A cryptocurrency exchange headquartered in Dubai is making a calculated bet that the future of equity issuance looks less like the New York Stock Exchange and more like a blockchain ledger.

Bybit, one of the world's largest crypto derivatives platforms, has announced an aggressive expansion into tokenized U.S. stock IPOs—a move that positions the exchange to compete directly with traditional underwriters for retail investor capital. The initiative allows users to purchase fractional, blockchain-based representations of newly public companies, settling in minutes rather than the two-day standard on conventional exchanges.

The infrastructure play

This is not merely a product launch; it is an infrastructure challenge. Traditional IPO mechanics involve a baroque system of underwriters, transfer agents, custodians, and clearing houses—each extracting fees and adding settlement delays. Bybit's tokenized model collapses these intermediaries into smart contracts, theoretically reducing costs and democratizing access to offerings that have historically been reserved for institutional investors and well-connected retail brokers.

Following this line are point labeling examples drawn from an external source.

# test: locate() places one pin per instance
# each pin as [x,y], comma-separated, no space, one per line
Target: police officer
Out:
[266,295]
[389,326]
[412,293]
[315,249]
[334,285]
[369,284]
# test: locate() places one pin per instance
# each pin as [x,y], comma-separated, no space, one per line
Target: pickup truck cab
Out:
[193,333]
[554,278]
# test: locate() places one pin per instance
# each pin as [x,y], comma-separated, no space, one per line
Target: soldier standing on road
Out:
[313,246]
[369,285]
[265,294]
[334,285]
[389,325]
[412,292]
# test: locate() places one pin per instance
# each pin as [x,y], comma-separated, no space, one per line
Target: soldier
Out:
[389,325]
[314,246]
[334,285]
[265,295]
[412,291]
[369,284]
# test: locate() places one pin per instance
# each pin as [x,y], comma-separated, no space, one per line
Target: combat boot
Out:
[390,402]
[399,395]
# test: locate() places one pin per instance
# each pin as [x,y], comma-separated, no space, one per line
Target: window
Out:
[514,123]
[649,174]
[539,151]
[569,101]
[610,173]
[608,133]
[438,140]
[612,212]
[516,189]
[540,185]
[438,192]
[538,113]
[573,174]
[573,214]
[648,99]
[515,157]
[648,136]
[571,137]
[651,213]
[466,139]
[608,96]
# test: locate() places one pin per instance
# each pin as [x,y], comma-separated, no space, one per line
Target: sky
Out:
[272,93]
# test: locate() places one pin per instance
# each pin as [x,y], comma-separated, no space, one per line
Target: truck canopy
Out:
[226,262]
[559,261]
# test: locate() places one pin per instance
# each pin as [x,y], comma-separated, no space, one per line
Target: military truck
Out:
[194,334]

The timing is strategic. SpaceX's recent IPO drew unprecedented retail interest, exposing the limitations of legacy systems that struggled to accommodate demand. Bybit is betting that frustrated retail investors—particularly those already comfortable with crypto interfaces—will welcome an alternative that offers 24/7 trading and instant settlement.

Regulatory arbitrage or legitimate competition?

The obvious question is regulatory. Bybit operates from Dubai precisely because the UAE offers a more permissive framework than the United States or European Union. Tokenized securities exist in a gray zone: they represent ownership claims but often lack the investor protections embedded in traditional securities law. The SEC has been notably hostile to such arrangements, viewing them as end-runs around registration requirements.

Yet Bybit appears to be threading a needle. By focusing on non-U.S. users and partnering with regulated custodians for the underlying shares, the exchange may avoid the direct confrontation that sank previous tokenized equity experiments. Whether this structure survives sustained regulatory scrutiny remains uncertain.

The liquidity question

Tokenized stocks are only as useful as their liquidity. Previous attempts—including offerings from FTX before its collapse—foundered because secondary markets never developed sufficient depth. Bybit's advantage is its existing user base of derivatives traders, many of whom already treat the platform as their primary financial interface. If even a fraction migrate to tokenized equities, the liquidity bootstrapping problem becomes manageable.

Our take

Bybit's tokenized IPO push is less about crypto ideology than about capturing a specific arbitrage: the gap between what retail investors want (instant access, fractional ownership, low fees) and what traditional markets deliver. Whether this becomes a permanent feature of capital markets or another regulatory casualty depends entirely on whether Dubai's framework proves durable and whether Western regulators decide the threat justifies extraterritorial action. For now, it is the most serious challenge to IPO orthodoxy since direct listings—and considerably more radical.